I remember as a child my mother going out to look for wild asparagus in the spring. She’d typically look along rural roadways where irrigation ran alongside. This all slipped my mind until this spring. Following my Urban Foraging class two weekends ago, I’ve been bitten by the foraging bug. Asparagus popped to mind, but admittedly all my knowledge of how and where to find it had gone dormant with the lazy availability of food at grocery stores.
As luck would have it, I had a star-crossed conversation with someone I know about this very subject. She too gathers asparagus in the spring and fortified my memory about the ‘how to’s’. She’d not spotted any yet this spring but we made a date to tour her farm property which turned into a wild asparagus hunt with great success.
As any good forager would do I will not name said friend or her property location. Frankly madcap circumstances seem cosmically drawn to her (I surmise as a sign her calling is to document them in a book) and due to respecting her privacy and that of her animals. She shared bizarre tales of rogue neighbors (since moved fortunately) cleaning her out of asparagus without asking and wandering amongst her horses and belonging uninvited, prompting the need to increase their liability insurance at a minimum.

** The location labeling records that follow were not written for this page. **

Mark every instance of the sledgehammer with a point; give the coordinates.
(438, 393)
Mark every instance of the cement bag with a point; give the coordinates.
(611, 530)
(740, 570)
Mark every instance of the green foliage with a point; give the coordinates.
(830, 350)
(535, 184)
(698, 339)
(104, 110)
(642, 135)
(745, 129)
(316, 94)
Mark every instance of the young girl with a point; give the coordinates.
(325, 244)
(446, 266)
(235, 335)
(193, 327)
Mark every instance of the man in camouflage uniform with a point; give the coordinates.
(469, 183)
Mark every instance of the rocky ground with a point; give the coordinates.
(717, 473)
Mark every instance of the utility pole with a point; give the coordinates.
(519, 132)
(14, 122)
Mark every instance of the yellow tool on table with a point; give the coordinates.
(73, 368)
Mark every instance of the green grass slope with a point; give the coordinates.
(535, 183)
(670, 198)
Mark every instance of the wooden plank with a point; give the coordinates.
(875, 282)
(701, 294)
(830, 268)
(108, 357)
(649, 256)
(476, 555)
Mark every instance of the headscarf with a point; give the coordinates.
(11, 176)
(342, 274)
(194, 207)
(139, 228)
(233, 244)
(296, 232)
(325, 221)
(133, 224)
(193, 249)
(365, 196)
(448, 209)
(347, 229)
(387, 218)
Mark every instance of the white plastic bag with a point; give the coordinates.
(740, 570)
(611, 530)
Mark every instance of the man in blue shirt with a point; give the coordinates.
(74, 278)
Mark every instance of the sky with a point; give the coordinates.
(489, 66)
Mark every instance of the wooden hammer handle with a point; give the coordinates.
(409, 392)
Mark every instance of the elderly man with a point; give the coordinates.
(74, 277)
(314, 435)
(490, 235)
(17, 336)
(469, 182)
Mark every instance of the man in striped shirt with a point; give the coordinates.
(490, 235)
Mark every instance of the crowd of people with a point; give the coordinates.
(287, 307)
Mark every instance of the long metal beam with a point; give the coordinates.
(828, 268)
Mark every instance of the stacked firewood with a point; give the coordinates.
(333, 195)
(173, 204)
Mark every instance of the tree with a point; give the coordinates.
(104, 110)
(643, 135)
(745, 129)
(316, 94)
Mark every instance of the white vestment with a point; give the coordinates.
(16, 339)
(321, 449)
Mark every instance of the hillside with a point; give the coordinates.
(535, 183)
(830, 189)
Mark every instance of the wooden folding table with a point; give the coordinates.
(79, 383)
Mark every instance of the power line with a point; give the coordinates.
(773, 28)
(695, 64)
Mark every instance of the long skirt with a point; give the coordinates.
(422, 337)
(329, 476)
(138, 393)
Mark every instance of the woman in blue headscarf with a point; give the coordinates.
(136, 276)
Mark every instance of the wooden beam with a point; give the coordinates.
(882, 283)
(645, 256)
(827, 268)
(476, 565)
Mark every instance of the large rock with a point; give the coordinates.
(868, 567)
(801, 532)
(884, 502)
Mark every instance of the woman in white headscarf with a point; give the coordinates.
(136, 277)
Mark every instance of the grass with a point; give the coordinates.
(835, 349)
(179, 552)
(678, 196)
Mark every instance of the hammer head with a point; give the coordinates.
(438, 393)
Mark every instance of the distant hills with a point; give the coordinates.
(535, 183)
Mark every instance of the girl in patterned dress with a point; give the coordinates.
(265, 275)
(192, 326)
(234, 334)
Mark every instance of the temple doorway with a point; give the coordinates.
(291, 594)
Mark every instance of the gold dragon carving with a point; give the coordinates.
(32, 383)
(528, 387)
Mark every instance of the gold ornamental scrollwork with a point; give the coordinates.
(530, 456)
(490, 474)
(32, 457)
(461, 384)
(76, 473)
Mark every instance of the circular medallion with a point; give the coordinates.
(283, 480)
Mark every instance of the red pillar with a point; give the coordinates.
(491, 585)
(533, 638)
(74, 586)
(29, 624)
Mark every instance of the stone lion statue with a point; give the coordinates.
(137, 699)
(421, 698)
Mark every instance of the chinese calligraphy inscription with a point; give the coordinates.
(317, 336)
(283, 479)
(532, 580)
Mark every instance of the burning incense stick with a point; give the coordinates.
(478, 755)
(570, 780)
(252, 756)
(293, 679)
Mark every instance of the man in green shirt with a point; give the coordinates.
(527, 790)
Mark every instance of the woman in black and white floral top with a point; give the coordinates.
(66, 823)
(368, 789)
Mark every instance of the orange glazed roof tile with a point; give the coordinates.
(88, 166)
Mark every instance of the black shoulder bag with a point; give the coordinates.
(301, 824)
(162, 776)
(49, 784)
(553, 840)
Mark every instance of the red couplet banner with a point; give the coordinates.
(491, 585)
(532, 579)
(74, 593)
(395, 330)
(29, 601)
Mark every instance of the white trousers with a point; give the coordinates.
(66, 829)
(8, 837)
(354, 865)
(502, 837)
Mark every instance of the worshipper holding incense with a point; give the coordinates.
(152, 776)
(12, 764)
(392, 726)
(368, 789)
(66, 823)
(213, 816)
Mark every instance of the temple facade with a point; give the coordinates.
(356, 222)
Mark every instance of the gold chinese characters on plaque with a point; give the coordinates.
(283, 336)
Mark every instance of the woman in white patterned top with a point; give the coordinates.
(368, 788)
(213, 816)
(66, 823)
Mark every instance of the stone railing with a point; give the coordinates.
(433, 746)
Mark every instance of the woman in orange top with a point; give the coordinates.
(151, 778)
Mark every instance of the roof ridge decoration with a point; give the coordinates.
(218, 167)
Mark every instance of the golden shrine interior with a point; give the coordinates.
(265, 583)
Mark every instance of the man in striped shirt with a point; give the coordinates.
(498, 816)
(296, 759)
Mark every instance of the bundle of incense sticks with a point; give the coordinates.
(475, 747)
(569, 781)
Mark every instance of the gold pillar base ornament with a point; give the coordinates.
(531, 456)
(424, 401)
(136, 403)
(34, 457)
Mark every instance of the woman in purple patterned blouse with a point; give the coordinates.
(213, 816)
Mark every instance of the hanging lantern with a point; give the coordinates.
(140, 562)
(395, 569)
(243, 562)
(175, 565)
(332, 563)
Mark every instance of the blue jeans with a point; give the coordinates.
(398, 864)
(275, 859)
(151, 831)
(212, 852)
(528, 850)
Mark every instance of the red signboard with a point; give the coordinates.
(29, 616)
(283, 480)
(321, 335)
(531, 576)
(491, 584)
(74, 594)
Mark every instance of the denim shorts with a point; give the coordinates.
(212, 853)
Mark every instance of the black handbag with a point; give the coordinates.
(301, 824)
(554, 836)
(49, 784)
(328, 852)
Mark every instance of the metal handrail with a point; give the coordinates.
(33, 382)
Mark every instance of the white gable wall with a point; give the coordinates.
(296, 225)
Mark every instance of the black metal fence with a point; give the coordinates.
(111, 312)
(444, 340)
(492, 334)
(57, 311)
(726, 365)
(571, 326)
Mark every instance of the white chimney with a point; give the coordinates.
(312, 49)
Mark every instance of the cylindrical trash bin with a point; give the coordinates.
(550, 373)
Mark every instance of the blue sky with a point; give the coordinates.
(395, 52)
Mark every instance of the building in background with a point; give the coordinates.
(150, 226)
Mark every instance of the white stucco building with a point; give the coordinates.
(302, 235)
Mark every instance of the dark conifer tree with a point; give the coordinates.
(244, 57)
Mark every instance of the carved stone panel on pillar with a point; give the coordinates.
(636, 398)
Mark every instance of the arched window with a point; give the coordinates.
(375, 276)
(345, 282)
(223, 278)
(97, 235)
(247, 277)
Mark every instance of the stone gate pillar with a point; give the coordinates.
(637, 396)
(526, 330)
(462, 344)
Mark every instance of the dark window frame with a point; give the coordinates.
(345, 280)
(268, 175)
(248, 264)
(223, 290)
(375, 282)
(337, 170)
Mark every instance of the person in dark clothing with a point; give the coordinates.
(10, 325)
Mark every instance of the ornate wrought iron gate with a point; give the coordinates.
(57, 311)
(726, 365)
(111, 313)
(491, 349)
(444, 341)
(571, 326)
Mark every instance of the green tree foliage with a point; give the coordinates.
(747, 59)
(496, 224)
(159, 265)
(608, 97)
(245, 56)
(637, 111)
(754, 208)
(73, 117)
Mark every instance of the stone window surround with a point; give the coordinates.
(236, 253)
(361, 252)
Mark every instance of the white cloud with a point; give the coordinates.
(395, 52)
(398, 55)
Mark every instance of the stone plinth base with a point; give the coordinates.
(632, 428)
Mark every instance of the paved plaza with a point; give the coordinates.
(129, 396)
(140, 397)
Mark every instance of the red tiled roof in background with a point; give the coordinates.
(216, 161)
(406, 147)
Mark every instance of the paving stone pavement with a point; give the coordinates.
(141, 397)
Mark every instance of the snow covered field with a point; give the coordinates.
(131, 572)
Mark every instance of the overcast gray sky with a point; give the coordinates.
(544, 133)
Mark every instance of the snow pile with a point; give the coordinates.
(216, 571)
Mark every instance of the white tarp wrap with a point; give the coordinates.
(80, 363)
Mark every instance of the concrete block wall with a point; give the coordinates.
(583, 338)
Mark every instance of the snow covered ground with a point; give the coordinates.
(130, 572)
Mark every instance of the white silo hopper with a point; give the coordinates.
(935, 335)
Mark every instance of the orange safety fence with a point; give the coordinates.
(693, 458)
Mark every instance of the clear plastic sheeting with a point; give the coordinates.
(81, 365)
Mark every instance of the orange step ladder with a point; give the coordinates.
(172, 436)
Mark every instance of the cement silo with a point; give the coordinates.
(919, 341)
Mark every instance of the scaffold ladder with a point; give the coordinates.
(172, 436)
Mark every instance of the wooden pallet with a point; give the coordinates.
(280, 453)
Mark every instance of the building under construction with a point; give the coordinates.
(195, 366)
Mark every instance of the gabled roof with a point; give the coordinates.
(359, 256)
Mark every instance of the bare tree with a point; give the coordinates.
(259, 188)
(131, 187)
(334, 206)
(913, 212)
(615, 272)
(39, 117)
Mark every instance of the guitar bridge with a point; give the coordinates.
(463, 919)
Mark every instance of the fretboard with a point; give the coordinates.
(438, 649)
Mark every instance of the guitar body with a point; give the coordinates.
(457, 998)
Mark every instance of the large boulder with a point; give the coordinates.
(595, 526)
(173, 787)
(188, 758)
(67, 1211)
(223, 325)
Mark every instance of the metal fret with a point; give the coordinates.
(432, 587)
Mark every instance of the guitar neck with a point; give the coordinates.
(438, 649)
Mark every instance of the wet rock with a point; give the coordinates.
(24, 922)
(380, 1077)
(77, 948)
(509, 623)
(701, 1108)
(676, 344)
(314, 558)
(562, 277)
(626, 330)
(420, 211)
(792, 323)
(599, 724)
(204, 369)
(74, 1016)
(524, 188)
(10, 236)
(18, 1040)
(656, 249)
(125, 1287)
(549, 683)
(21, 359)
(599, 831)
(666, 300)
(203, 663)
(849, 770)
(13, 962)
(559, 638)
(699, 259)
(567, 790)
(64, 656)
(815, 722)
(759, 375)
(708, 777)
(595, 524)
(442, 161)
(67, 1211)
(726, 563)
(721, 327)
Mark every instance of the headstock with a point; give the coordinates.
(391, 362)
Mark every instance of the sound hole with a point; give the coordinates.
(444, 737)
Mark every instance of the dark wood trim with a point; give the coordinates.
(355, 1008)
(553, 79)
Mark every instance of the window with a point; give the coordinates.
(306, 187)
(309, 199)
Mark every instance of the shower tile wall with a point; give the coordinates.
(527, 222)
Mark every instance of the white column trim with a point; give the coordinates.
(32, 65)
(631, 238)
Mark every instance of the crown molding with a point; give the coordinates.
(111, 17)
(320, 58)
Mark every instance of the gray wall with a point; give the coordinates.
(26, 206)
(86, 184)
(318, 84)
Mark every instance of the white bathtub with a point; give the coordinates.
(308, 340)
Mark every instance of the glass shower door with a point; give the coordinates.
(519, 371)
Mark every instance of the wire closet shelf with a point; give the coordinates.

I stepped out of my car on an overcast, soon to be rainy morning, last weekend and instantly knew this would be the highlight of my weekend. Before going out into a sprawling back pasture which meets open space land, we met a mother horse and her strapping 3 week old son. No doubt the constant work opportunity on a farm this size would be potentially overwhelming though it seemed one step from heaven to me to be this close to the earth and a self contained food existence.
The back pasture was full of grazing horses which will give way to flooding in the early summer to encourage more grass growth. This is where our hunt began. Admittedly it felt at times like a ‘Where’s Waldo’ exercise as you’ll note from my photos. I’ll include several to help train your eye.
Where to find wild asparagus:
It tends to grow in rural areas where there is water. Look around irrigation ditches in the countryside (those with and without water in them). Avoid private property unless you are invited but it’s very common to find the asparagus in ditches on the side of a road. Park and walk the ditch.
How to spot wild asparagus:
You’ll note in the photos some dead, yellowish, tall, wispy plant material around the new asparagus growth. This would be last year’s plant and the source of the new growth. On our walkabout I found myself scouting for these which once realizing what they are became easily identifiable. Once at a spent plant, search the base for something new. They are probably surrounded by higher weeds or grasses so it does take a persistent eye. We found one or two stalks at each plant site.
How to Harvest
As with store bought asparagus, once you find a stalk, follow it down the stalk until you find a pliable spot between where it is very supple and woody. Snap it at a 90 degree angle.
Going to seed
It’s tricky to find the asparagus exactly at the right time. As my friend mentioned, she’d gone looking a few weeks ago to find nothing. On our trip some had already gone to seed and some looked close; there were still more just starting. Going regularly once spring sets in is the best chance to find the wild asparagus.
There IS an asparagus in this photo!
My favorite way to prepare asparagus is to grill it. Especially with something as special as this, I want to taste the asparagus solely and not a sauce. This is a simple celebration of this fabulous wild find! This of course can be used with purchased asparagus as well.
· 1 pound asparagus
· 1-2 tablespoon olive oil
· Salt and pepper to taste
1. Wash and dry the asparagus. Be sure to trim any woody stalks at the bottom if having purchased from the store.
2. Heat a grill to medium heat.
3. Brush asparagus with the olive oil on both sides. Salt and pepper liberally. Place on the grill for about 2 minutes a side (enough to form grill marks and for it to being to soften without becoming limp). Enjoy immediately!
I must admit the wild asparagus we foraged was exceptional and noteably different than the cultivated asparagus I’ve had. It was sweet with a much more dense flavor. I savored every stalk, feeling so fortunate.